I'm simulating a physical problem under different initial conditions using Python. As these realizations are completely independent of each other, I wanted to use the multiprocessing
package.
Now, the result of one realization can easily be a few 100 Mb large (eg. 20 frames with 2500px by 2500px), so I quickly run out of memory. Luckily, I don't care about the individual results, but only the sum (or the average) of the arrays (also of the form 20 x 2500 x 2500, or nsteps
x nres
x nres
).
However, I'm struggling to figure out how to find out when which process is done / how to access the data, add it to a results-array, and free the memory, while other realizations are still running. There must certainly be a more elegant solution than iterating over all non-finished processes with a "try"?
def simulate(): # simulates one realization
...
return pictures # np.array of shape (20x2500x2500)

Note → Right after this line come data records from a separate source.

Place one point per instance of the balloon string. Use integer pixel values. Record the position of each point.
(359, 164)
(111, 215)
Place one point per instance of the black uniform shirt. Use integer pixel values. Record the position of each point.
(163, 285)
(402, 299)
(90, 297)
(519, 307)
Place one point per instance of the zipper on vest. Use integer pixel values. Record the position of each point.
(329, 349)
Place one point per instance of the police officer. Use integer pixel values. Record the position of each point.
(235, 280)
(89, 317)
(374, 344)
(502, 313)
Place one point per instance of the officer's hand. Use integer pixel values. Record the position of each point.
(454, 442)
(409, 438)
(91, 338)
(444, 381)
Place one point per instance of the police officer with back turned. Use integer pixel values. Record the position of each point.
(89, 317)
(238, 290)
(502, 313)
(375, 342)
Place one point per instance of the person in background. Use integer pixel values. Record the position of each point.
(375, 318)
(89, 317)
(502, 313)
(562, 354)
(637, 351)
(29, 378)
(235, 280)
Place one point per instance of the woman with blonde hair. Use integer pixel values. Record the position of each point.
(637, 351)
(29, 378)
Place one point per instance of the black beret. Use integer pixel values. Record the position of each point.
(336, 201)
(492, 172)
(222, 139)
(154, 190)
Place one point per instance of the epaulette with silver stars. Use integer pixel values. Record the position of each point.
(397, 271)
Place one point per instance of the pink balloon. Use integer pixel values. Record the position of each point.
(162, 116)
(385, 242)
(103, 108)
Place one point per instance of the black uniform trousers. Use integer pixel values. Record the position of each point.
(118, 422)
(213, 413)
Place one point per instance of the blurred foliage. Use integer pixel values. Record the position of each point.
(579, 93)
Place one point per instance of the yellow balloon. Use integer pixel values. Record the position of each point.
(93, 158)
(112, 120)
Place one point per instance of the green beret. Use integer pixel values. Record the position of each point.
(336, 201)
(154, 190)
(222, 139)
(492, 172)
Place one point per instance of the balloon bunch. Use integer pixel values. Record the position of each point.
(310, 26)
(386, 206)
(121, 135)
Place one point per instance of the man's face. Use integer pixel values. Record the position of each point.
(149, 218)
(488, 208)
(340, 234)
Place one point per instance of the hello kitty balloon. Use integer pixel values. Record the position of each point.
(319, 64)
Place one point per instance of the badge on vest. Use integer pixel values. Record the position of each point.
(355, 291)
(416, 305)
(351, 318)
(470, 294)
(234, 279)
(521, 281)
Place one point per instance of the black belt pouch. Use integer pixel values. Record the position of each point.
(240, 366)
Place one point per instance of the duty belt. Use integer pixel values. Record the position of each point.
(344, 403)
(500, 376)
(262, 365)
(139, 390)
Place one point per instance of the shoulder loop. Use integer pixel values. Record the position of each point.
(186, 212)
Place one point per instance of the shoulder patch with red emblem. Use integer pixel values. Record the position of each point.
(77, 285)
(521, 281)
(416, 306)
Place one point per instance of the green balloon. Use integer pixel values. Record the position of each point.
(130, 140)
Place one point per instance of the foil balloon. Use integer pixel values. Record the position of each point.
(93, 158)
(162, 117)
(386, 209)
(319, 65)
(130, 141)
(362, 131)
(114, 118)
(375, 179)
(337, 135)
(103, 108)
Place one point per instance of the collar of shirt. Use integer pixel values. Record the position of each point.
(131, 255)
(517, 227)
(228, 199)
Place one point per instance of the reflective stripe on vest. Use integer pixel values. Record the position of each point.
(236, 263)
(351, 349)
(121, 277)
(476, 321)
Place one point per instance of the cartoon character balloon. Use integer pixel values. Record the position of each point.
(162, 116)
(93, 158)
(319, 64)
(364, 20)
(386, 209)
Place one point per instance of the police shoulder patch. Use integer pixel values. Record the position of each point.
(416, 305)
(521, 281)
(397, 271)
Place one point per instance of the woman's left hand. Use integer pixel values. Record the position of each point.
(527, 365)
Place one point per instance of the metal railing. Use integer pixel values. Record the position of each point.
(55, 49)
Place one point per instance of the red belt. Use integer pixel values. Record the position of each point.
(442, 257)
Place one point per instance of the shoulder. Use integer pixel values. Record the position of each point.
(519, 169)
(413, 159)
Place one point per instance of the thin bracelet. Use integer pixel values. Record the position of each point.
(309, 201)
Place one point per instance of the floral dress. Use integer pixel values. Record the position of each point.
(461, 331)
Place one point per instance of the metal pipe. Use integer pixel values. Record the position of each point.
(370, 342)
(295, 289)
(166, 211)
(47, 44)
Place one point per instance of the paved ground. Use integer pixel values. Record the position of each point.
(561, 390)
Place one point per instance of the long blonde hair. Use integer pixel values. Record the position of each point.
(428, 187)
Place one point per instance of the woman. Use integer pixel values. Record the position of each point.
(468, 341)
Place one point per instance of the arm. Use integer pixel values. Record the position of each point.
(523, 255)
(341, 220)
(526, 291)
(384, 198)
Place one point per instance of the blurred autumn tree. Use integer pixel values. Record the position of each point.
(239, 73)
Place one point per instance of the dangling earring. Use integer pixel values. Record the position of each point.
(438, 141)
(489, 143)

if __name__ == '__main__':
result = np.zeros([nsteps, nres, nres])
pool = mp.Pool(6)
processes = [pool.apply_async(simulate) for i in range(iterations)]
result = np.sum([p.get() for p in processes], axis = 0)
I have the feeling that for the last line of my code there already exists a solution that performs exactly this, without waiting for all elements in processes
to be finished.
Please note that even though my function does not take any arguments, the return value is always unique because there is random noise added to the result in the body of the function.